Effort is orthogonal to value and productivity.

Microsoft to Vacate 1% of Seattle CRE

2009年1月8日2時36分

Microsoft reversed its decision to lease property in South Lake Union:

Microsoft confirmed Wednesday that the software behemoth will not lease Vulcan’s 2201 Westlake building in Seattle’s South Lake Union neighborhood, as many local real estate brokers assumed.
[...]
At 302,000 square feet, 2201 Westlake accounts for less than 1 percent of the 40 million-square-foot Seattle office market

The commercial real estate industry plans to add another 2.5% of space on top of this in 2009:

[...] Vulcan’s project will be competing for tenants against Schnitzer West’s 660,000-square-foot 1918 Eighth building and Touchstone Corp.’s 500,000-square-foot West 8th building.
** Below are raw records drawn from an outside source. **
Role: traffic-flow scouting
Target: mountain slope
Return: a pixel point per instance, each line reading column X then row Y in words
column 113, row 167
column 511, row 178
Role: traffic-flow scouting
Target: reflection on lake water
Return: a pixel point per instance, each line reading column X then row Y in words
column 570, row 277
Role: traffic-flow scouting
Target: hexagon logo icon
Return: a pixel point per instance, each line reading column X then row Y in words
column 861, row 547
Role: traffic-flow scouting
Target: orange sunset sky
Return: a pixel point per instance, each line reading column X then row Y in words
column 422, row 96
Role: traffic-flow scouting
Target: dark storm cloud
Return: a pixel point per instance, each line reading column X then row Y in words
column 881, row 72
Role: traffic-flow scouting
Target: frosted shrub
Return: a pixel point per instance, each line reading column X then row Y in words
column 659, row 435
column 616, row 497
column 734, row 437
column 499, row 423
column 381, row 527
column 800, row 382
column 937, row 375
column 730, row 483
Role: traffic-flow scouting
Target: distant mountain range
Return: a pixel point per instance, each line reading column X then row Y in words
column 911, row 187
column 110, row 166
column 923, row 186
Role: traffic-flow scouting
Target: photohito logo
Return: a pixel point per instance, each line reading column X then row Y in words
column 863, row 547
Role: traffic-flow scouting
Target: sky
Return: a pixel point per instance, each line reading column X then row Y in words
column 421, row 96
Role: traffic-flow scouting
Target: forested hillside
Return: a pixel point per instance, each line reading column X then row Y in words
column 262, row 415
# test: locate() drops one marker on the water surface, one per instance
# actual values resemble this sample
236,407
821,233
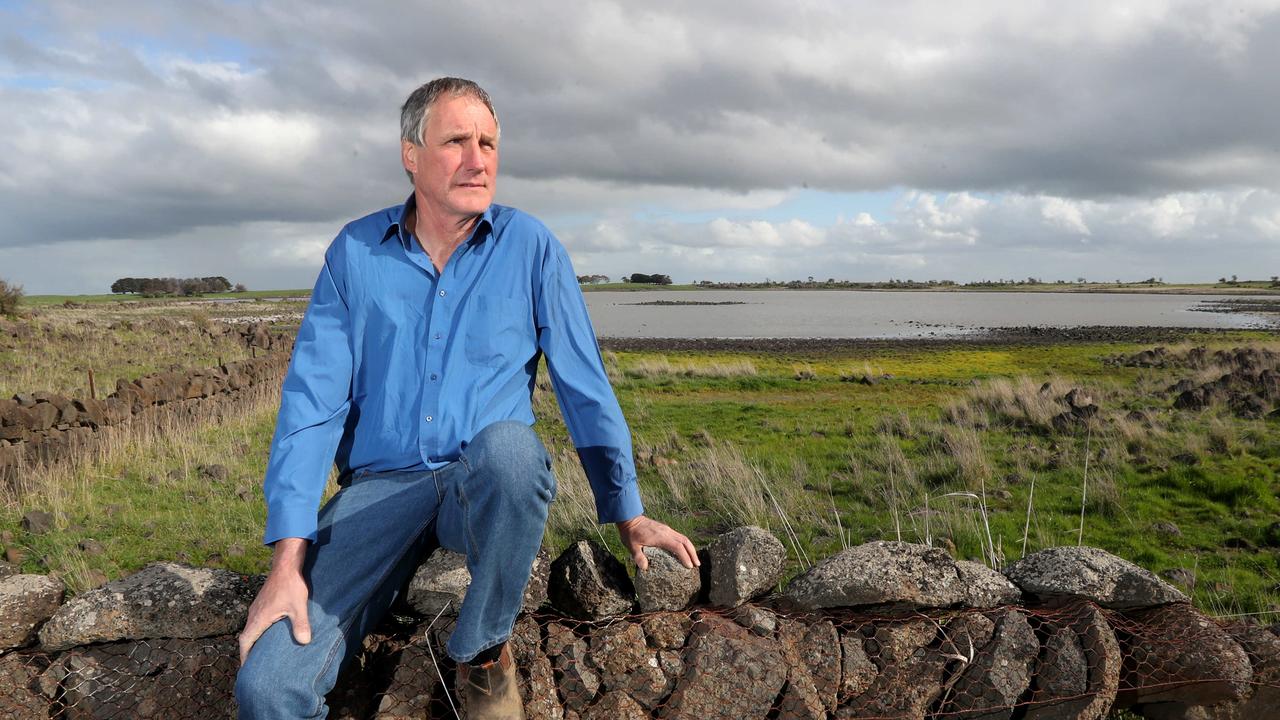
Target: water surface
891,314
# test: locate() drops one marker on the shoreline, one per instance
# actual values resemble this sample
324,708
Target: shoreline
993,337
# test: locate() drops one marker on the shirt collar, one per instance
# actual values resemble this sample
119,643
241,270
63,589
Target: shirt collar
398,229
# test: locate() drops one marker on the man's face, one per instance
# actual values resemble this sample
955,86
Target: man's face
457,164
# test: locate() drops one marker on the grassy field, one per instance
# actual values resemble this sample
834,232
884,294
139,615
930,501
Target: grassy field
952,446
56,346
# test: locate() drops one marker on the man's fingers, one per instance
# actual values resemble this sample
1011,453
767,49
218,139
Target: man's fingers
247,637
301,625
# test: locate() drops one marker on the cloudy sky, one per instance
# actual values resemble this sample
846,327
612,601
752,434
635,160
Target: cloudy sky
712,140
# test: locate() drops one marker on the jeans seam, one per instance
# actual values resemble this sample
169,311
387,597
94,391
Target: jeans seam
324,669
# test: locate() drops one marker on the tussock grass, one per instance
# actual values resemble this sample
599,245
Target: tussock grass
661,367
932,456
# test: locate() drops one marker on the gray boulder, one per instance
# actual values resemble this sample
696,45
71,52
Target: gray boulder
743,564
666,584
1079,673
988,687
26,601
589,583
440,583
897,573
1093,574
164,600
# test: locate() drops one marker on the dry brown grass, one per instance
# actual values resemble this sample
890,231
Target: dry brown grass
62,345
661,365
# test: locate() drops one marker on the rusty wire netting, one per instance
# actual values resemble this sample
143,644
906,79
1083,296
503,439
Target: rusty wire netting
1075,660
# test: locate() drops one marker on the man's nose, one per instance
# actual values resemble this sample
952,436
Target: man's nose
472,156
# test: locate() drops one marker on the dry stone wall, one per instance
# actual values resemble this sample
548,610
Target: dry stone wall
1065,634
44,428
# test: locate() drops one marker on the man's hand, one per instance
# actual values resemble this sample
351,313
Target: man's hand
641,532
284,595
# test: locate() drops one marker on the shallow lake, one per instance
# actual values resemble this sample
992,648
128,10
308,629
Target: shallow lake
888,314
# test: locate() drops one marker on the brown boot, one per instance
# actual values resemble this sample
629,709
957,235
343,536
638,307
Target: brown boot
490,691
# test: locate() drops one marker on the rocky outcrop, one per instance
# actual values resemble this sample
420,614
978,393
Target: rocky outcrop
743,564
1068,659
897,573
586,582
46,428
666,584
1092,574
164,600
26,601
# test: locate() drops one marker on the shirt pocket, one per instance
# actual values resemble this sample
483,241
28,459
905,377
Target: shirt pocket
499,331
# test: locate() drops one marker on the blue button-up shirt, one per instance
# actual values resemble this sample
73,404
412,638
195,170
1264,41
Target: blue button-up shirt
397,365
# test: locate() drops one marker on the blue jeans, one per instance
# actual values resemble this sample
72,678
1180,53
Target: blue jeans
489,505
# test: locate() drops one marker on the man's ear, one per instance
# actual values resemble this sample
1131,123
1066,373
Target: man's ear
407,156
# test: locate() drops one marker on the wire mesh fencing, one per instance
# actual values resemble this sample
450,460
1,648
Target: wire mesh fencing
1070,661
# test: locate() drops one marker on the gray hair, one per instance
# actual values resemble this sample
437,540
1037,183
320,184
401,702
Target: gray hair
417,106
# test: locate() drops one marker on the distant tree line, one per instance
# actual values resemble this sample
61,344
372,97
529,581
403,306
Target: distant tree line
648,279
174,286
10,296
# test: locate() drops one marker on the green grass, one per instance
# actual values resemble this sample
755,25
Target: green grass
725,438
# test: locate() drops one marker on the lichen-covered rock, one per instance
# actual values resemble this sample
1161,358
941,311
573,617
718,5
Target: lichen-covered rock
586,582
164,600
440,583
667,630
19,687
414,684
1175,654
1264,697
1092,574
910,675
666,584
26,601
743,564
1082,652
730,674
991,684
856,670
986,587
812,652
579,680
891,573
169,679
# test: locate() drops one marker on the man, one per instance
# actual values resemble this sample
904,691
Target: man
414,370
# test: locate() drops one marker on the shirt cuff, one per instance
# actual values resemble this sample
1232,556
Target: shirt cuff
621,506
283,524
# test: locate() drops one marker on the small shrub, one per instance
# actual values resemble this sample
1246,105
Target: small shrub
10,296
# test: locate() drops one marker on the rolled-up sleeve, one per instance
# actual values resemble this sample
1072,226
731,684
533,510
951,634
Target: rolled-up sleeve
314,404
583,390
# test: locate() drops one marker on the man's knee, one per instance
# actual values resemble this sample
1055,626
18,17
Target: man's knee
511,454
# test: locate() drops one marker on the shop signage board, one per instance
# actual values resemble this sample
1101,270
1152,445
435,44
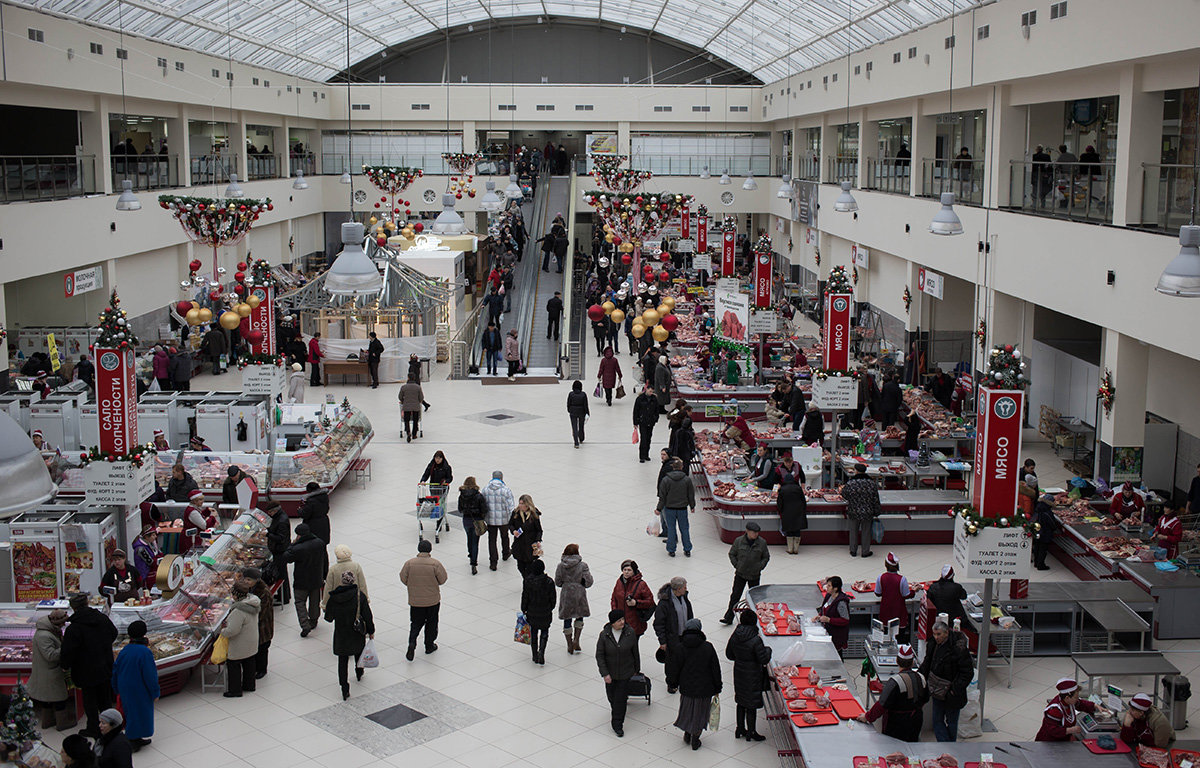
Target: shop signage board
835,393
732,310
991,553
263,379
997,451
837,331
83,281
117,400
118,484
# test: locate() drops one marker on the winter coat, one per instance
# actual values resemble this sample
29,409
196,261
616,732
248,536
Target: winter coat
573,579
749,655
792,508
643,599
241,628
617,654
610,370
666,618
309,555
424,577
695,667
749,558
88,648
343,605
522,545
315,511
136,681
538,599
952,661
47,681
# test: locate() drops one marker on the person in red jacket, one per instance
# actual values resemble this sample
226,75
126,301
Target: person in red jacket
315,359
893,591
1169,531
1059,718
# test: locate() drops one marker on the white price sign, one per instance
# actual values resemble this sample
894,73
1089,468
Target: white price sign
118,484
993,552
835,393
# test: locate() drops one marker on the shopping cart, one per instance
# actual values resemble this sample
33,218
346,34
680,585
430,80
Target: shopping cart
431,505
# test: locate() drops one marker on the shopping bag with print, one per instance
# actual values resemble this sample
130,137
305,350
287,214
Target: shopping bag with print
521,634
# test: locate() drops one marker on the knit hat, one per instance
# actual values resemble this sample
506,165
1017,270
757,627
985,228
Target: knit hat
1141,702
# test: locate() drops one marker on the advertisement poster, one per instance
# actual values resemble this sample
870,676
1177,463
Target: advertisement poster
732,309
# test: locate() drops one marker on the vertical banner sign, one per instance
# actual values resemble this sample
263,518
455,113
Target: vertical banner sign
117,402
997,451
837,342
727,239
262,318
762,281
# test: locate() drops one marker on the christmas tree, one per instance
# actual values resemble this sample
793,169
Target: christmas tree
114,329
21,726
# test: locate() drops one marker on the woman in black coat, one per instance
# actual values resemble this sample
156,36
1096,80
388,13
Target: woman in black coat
749,655
538,599
793,511
696,671
351,613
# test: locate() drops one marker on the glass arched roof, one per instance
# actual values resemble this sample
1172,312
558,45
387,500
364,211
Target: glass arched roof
307,37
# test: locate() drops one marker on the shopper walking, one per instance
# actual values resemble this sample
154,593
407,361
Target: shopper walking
47,682
240,628
473,508
633,595
749,556
671,615
349,611
501,505
577,411
862,508
696,672
88,655
948,671
573,579
677,497
424,577
307,552
136,681
618,660
526,527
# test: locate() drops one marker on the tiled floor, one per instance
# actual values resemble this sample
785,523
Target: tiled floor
486,705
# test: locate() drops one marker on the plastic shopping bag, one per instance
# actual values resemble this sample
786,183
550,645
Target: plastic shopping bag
370,659
521,634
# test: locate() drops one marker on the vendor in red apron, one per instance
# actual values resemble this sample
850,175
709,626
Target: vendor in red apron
1059,718
893,591
1169,531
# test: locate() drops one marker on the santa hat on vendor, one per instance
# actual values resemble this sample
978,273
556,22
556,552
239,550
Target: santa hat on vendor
1067,687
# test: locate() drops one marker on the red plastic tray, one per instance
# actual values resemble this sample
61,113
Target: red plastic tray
823,718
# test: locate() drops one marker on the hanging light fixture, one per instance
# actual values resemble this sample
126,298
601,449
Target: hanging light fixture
24,481
353,273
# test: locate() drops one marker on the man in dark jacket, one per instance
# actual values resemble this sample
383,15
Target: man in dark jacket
947,670
646,415
749,556
671,616
677,497
307,576
617,660
88,655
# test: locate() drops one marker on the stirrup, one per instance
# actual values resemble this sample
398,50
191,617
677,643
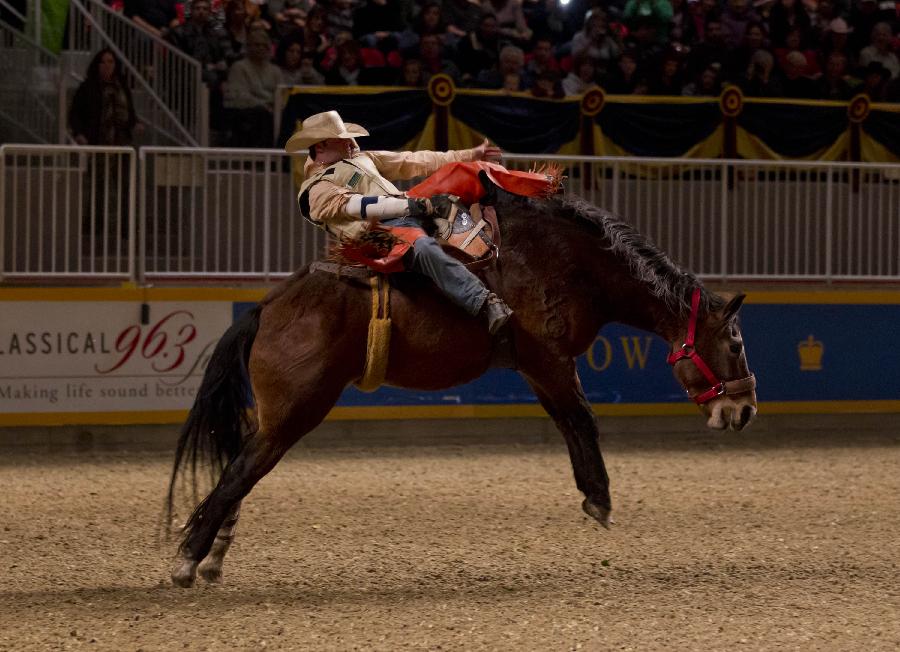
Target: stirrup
498,313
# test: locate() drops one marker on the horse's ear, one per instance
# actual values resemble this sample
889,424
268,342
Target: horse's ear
733,305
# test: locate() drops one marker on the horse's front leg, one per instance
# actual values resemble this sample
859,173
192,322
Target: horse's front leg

All this extra capacity will place downward pressure on lease rates. This will make things difficult for over-leveraged commercial real estate speculators. On the other hand businesses need affordable leases:

Businesses need lower prices to stay solvent and avoid laying people off. Lower lease and purchase prices for commercial real estate will make it much easier for someone to grow a current or start a new business and employ people looking for a job.

мебели

Seattle Proud of Unaffordable Houses

2009年1月8日2時17分

Seattle residents have found their homes becoming unaffordable faster than anywhere else in the nation. Puget Sound Business Journal:

Seattle leads the nation, according to Radar Logic, in the category of five-year annualized percentage change with an increase of 6.5 percent, besting New York at 4.9 percent and Philadelphia at 4.6 percent.

The good news from my perspective is that San Francisco and New York are becoming affordable very quickly. SF’s prices improved the fastest in the nation, becoming 34.4% cheaper in October than the year prior.

Not according to the Seattle Times. They like unaffordable housing:

The silver lining? Median sales prices for single family homes in King County crept back above $400,000 for the first time since September

The Puget Sound Business Journal said the same thing yesterday. Neither must read Naked Capitalism:

the Federal budget deficit will come in just shy of $1.2 trillion, and that before any stimulus related deficits are added in, which are now expected to be $775 billion.
[...]
The market-watching crowd that corresponds with me expects unemployment to peak at 10-12% even with a stimulus program

Do you agree with the Seattle Times reporter that higher prices help the many people in Seattle who are about to lose their job and fall deeper into debt?

Media Confuses Bad News With Good

2009年1月6日23時20分

The Puget Sound Business Journal notes that homes are becoming more expensive again:

The good news in King County is that the average home sale price increased to $484,494 in December from November’s average sale of $440,062

How is this good news? When unemployment is rising, wages are frozen or falling and the state is running a mutli-billion dollar deficit this means a person must slave away more hours at work in order to repay his home.

I am reading a (fictional) book set during the middle ages. A home was built on 10 days labor. Wouldn’t that be great? Now homes are so unaffordable many lack means to repay, even when given 30 years! I fail to find the present situation desirable.